“Well, this is a sell, if ever there was one,” murmured Tom, after looking into the various cages.
“I feel like going out to the butcher shop and buying something with which to feed that tiger,” answered Dick. “He looks as if he hadn’t had a square meal for a week.”
“I’m going to give the monkeys some peanuts, that’s the best I can do for them,” put in Sam.
“If the ring show isn’t better than this we are stuck sure,” was Fred’s comment.
“Hullo, there’s that handbill man now,” cried Tom, as Giles Frozzler came into the tent. “Won’t he laugh when he sees how Sam and Fred have been stuck?”
Two of the circus employees were near by and from their talk Fred learned that the showbill man was the proprietor of the circus.
“He certainly must be a one-horse fellow, or he wouldn’t be throwing out his own showbills,” said Sam, on hearing this.
Frozzler wore a soft hat, and as he stood near the monkey cage Tom threw some peanuts into the crown of the head covering.

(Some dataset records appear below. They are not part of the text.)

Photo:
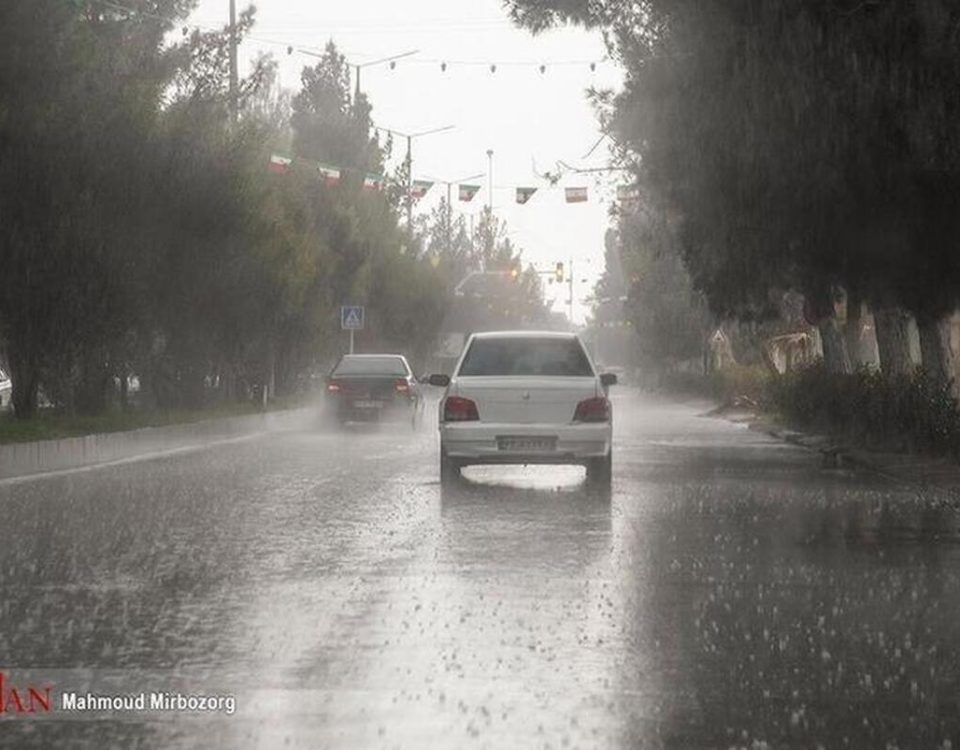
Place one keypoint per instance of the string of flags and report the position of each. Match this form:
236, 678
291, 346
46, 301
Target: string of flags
419, 188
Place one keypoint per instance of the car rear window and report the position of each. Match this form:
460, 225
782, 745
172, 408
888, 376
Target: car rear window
371, 366
526, 356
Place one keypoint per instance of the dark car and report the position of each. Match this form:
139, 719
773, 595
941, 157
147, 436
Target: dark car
374, 388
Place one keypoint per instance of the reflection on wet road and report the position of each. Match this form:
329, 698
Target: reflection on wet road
729, 593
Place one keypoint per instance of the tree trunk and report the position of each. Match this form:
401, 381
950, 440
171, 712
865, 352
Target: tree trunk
940, 352
893, 342
835, 356
25, 380
854, 329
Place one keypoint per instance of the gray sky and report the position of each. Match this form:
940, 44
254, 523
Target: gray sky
523, 115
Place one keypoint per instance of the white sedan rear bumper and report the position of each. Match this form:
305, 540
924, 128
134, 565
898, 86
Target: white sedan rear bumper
483, 442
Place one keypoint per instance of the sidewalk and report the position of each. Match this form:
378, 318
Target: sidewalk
902, 468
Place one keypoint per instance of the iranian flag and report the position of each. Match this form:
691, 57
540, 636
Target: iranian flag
525, 194
466, 192
279, 164
373, 182
628, 193
419, 189
330, 175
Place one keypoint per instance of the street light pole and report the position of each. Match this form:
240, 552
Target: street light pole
410, 188
490, 180
409, 166
234, 83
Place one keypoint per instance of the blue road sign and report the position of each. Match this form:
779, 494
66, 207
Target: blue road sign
351, 317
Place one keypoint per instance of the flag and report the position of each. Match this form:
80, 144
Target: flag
373, 182
330, 175
466, 192
279, 164
524, 194
419, 189
628, 193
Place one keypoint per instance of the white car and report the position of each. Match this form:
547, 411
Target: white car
525, 397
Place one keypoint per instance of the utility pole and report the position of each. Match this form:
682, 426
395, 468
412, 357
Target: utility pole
490, 180
234, 82
450, 184
410, 189
408, 163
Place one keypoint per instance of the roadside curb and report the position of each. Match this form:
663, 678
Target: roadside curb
835, 455
901, 469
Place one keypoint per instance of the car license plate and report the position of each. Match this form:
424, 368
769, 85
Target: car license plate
522, 444
368, 404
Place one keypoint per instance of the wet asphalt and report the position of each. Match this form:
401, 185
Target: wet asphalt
729, 592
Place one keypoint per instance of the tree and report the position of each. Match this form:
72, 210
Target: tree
793, 142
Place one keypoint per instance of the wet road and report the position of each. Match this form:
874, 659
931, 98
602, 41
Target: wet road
730, 593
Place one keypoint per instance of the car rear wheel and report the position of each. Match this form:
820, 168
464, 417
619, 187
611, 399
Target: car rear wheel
600, 470
449, 469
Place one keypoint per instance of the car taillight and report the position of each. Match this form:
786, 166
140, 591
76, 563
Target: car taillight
459, 409
592, 410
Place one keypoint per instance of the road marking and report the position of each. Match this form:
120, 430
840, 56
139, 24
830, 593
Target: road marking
151, 456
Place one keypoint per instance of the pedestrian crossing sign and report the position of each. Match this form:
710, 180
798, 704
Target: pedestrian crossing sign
351, 317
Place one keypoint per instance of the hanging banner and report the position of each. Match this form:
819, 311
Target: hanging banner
524, 194
279, 164
419, 189
466, 192
373, 182
330, 175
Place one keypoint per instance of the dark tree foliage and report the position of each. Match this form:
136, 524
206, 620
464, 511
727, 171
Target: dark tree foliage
804, 143
141, 233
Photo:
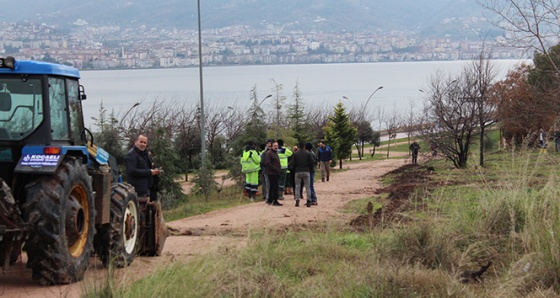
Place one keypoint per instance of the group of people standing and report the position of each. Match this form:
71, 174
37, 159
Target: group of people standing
277, 164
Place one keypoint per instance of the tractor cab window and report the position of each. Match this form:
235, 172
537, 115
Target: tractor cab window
21, 106
76, 118
58, 108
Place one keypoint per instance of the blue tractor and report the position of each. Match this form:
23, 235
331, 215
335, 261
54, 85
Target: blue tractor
61, 198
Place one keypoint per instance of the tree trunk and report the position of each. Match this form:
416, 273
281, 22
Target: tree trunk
482, 128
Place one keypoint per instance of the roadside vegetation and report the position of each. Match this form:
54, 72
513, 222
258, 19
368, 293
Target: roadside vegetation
439, 226
449, 227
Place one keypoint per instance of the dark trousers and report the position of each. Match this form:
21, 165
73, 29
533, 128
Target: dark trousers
272, 188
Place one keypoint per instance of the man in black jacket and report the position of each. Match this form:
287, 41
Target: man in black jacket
302, 164
139, 167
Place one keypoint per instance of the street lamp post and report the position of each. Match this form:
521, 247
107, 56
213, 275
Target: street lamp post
259, 105
202, 124
367, 101
127, 112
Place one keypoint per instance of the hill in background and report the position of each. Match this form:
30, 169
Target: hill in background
425, 17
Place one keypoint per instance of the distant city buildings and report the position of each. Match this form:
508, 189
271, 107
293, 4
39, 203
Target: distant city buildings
112, 47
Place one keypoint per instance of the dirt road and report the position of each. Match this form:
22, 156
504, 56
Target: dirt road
219, 229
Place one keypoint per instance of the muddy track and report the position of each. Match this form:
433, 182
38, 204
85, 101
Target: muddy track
219, 230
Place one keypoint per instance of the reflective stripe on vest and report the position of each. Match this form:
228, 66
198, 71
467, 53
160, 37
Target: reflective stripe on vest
283, 154
250, 163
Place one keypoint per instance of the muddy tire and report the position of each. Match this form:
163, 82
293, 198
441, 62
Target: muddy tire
60, 208
119, 239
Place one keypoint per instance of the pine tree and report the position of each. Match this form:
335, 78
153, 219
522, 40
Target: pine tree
340, 133
296, 115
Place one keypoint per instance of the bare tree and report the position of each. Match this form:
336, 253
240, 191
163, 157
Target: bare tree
392, 122
317, 118
411, 120
451, 118
279, 100
480, 76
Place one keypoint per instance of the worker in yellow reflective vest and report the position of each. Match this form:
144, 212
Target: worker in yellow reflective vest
250, 165
283, 153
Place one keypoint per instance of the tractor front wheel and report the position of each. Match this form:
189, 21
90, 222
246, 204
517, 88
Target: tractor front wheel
60, 208
118, 240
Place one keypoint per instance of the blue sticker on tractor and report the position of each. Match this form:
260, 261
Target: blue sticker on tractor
39, 160
102, 156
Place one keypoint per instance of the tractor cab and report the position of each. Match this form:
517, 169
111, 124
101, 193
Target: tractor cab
40, 107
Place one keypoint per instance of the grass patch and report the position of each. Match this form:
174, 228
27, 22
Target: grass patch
507, 212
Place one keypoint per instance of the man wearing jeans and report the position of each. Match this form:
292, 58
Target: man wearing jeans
325, 156
301, 163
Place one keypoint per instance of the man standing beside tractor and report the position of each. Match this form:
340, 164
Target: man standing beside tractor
141, 174
250, 164
139, 167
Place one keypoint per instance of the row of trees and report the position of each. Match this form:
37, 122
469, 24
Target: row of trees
174, 131
457, 110
460, 108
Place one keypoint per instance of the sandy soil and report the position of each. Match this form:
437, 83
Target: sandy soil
223, 229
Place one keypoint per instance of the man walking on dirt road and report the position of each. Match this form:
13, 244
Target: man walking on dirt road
273, 170
325, 156
414, 147
302, 163
139, 167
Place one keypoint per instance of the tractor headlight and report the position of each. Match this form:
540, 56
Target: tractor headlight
8, 62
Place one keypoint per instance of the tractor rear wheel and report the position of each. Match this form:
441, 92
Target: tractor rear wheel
118, 240
61, 209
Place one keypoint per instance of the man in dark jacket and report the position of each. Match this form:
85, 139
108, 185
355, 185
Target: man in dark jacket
139, 167
273, 170
302, 163
325, 156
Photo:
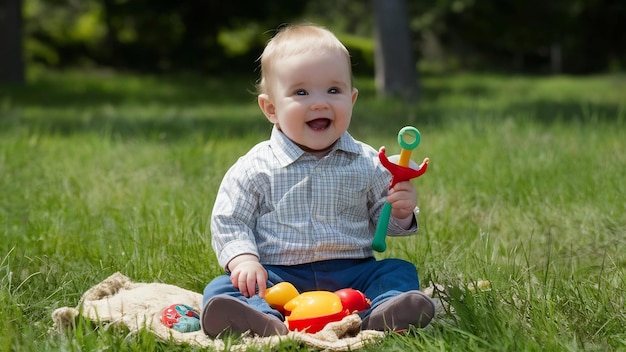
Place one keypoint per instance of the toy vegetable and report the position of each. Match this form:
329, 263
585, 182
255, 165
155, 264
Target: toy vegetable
408, 139
311, 311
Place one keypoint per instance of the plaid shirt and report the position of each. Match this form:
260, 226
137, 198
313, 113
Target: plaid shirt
287, 207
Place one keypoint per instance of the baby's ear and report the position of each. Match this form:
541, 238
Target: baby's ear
267, 107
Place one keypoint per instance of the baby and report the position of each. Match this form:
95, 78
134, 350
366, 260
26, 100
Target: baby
303, 206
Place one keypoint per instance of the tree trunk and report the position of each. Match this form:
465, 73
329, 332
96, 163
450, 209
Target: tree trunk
394, 64
11, 56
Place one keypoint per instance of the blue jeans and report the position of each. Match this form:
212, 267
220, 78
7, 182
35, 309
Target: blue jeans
379, 280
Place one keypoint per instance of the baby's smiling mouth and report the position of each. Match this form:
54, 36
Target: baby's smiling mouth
319, 124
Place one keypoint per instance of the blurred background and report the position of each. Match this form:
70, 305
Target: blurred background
396, 40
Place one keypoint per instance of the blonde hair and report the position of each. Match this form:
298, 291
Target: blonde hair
295, 40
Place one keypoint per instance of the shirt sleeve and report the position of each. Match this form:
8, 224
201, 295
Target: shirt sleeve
233, 216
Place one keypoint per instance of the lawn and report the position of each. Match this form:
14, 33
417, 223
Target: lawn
103, 172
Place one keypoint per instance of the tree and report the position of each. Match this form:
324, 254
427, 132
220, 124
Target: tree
11, 56
396, 72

Instantly the monkeys crowded forward. One seized a peanut and another, to get the rest of the nuts, caught hold of the hat and pulled it into the cage.
“Hi! give me my hat!” roared Giles Frozzler, and put his hand into the cage to get the article in question.
The monkeys thought he had more peanuts and, being half starved, they grabbed his hand and pulled it this way and that, while one gave the man a severe nip.
“Oh! oh!” screamed the circus man. “Let go my hand, you pesky rascal!”
“Hullo, dat monkey am got a limb dat don’t belong to no tree,” sang out Aleck.
“You shut your mouth!” growled Frozzler “Hi! give me my hat!” he went on to the monkeys. But the animals paid no attention to him. They ate up the peanuts as fast as they could and then one began an investigation by pulling the band from the hat.
The head covering was a new one, purchased but two days before, and to see it being destroyed made Giles Frozzler frantic.
“Give me that, you rascals!” he roared, and began to poke at the monkeys with a sharp stick. But two of them caught the stick and, watching their chance, jerked it away from him.
“Hurrah! score one for the monks!” sang out Tom, and this made the crowd laugh.
“If you don’t shut up I’ll have you put out,” came angrily from Giles Frozzler.
“Why don’t you buy hats for the pool’ dear monkeys?” went on Tom. “Then they wouldn’t want yours.”
“Oh, you keep quiet!”
“Those monkeys are about starved,” said Sam. “Let us get up a subscription for their benefit. I don’t believe they have had a square meal in a year.”
“All of the animals look starved,” said Dick, loudly.
“Dat am a fac’,” added Aleck.
“This is a bum show,” cried a burly farmer boy standing close by. “Why, they have more animals nor this in a dime museum.”